一時期の朝日は朝刊で「サザエさん」、夕刊で「フジ三太郎」を読むことができました。そして「サザエさん」の終了後に、しばらくして「フジ三太郎」は朝刊に移ります。
「サザエさん」は、まさに日本が廃墟から立ち上がり、高度成長を実現するまでの物語です。主人公は主婦で、「三種の神器」といわれた家電製品が登場するたびにドタバタ大騒ぎ。今から見ると、時代的にどうしてもやや古い話が多くなり、社会的生活よりは、隣近所や家族内の出来事が中心です。

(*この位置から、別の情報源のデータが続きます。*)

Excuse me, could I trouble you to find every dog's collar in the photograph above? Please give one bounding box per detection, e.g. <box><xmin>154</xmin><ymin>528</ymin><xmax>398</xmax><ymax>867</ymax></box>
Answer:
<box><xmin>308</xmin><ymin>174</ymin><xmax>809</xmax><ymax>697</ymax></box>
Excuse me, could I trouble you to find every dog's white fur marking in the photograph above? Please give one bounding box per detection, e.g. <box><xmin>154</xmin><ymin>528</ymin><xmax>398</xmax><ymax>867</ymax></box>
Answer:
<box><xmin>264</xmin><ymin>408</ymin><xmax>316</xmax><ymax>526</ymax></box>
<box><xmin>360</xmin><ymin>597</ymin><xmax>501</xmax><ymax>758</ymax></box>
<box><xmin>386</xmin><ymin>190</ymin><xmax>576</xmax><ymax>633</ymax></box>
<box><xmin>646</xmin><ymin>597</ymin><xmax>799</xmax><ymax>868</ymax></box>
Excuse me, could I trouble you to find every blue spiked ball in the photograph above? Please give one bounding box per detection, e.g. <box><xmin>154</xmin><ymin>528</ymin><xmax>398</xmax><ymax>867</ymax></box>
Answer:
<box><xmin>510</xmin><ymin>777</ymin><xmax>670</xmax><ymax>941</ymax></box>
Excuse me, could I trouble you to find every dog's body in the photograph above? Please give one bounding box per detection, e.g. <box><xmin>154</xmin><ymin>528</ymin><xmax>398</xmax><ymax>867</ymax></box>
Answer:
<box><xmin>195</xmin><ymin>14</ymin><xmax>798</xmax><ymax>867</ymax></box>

登場人物の役柄は、連載時期によって多少の違いはあるようですが、サザエさんは快活でおっちょこちょい、マスオさんは頼りない婿などと、あらかじめ与えられた、多少デフォルメされたキャラクターになっています。どちらかといえば、面白おかしさを強調する設定です。とくにアニメ版では登場人物の役柄が決まった「ホームドラマ」の色合いが濃くなっているようです。
そうした「サザエさん」に対し、「フジ三太郎」は、三太郎以外の登場人物については、いわゆる「キャラ立ち」を抑制しています。固有名詞など思い出せないくらいです。わざと印象に残さないような慎重な描き方がされている、というべきかもしれません。いわばほとんど匿名の、「どこにでもいる隣人」のような普通の人々が、三太郎を取り囲んでいます。